Should You Give Up on Fish-Oil Pills?
Fish, not fish-oil pills, are your best source of heart-healthy omega-3 fatty acids. Alice H. Lichtenstein, DSc, director of Tufts’ HNRCA Cardiovascular
Nutrition Laboratory, advises: "It is better to rely on dietary sources of omega-3 fatty acids, fish, than pills. Not only will one get the benefit of the omega-
3 fatty acids, but eating fish means it is less likely that the entrée will be steak or quiche, both high in saturated fat."
That advice comes after another new study casting doubt on the cardiovascular benefits of fish-oil pills. The analysis by Greek scientists found no significant association between omega-3 supplementation and reduced risk of stroke, heart attack, all-cause mortality, cardiac death or sudden death. The findings come only months after the ORIGIN study, a large clinical trial, failed to report any benefits from fish-oil supplements compared to placebo (see the October newsletter).
POOLING 20 STUDIES. In the new meta-analysis, published in JAMA, Moses Elisaf, MD, PhD, of the University Hospital
of Ioannina and colleagues pooled results from 20 randomized trials totaling 68,680 participants. All the trials lasted at least a year, with an average of two years. The average dose of omega-3s was 1.51 grams daily, about the amount in four or five commercial fish-oil pills.
Combined, the studies included 7,044 deaths, 3,993 heart-related deaths, 1,150 sudden deaths, 1,837 heart attacks and 1,490 strokes. The analysis found no statistically significant association between omega-3 supplementation and any of these outcomes.
Researchers concluded that the findings "do not justify the use of omega-3 as a structured intervention in everyday clinical practice or guidelines supporting dietary omega-3 polyunsaturated fatty acid administration."
A spokesperson for an omega-3 industry trade group called the review "flawed," citing the possibility of confounding
by heart medications that make it difficult to detect a benefit from adding any single new factor such as fish oil. The trade association also argued that dosages
in the trials were too low and/or the durations too short.

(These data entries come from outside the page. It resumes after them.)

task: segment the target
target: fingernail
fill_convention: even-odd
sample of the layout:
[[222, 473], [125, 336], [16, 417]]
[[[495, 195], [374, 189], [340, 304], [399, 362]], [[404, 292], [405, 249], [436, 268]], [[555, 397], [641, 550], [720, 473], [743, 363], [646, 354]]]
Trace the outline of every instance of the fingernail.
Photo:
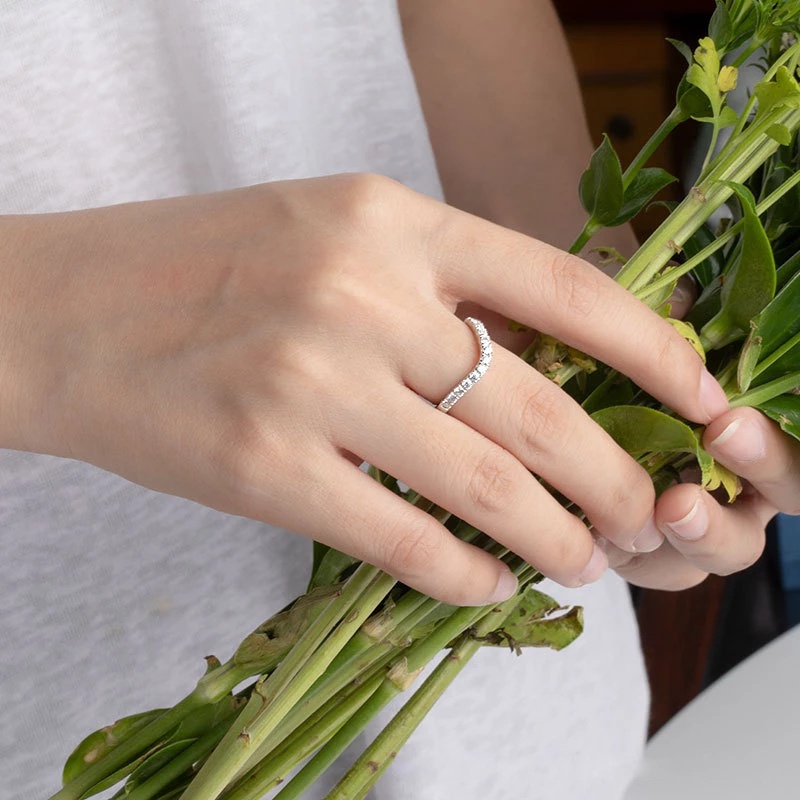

FISH TWICE A WEEK. The American Heart Association recommends eating at least two 3.5-ounce (cooked) servings a week of fish, preferably the fatty fish high in omega-3s—salmon, mackerel, herring, lake trout, sardines and albacore tuna. According to the association, “Omega-3 fatty acids benefit the hearts of healthy people, and those at high risk of—or who have—cardiovascular disease. Research has shown that omega-3 fatty acids decrease risk of arrhythmias (abnormal heartbeats), which can lead to sudden death. Omega-3 fatty acids also decrease triglyceride levels, slow growth rate of atherosclerotic plaque, and lower blood pressure (slightly).… Increasing omega-3 fatty acid consumption through foods is preferable."
When increasing your omega-3 intake by eating more fish, Tufts’ Lichtenstein says, "Adding a few vegetables to the plate is a good idea. And remember, breaded deep-fried fish fillets don’t count. Other types of fish do count, leaving the cream sauces and cheese behind."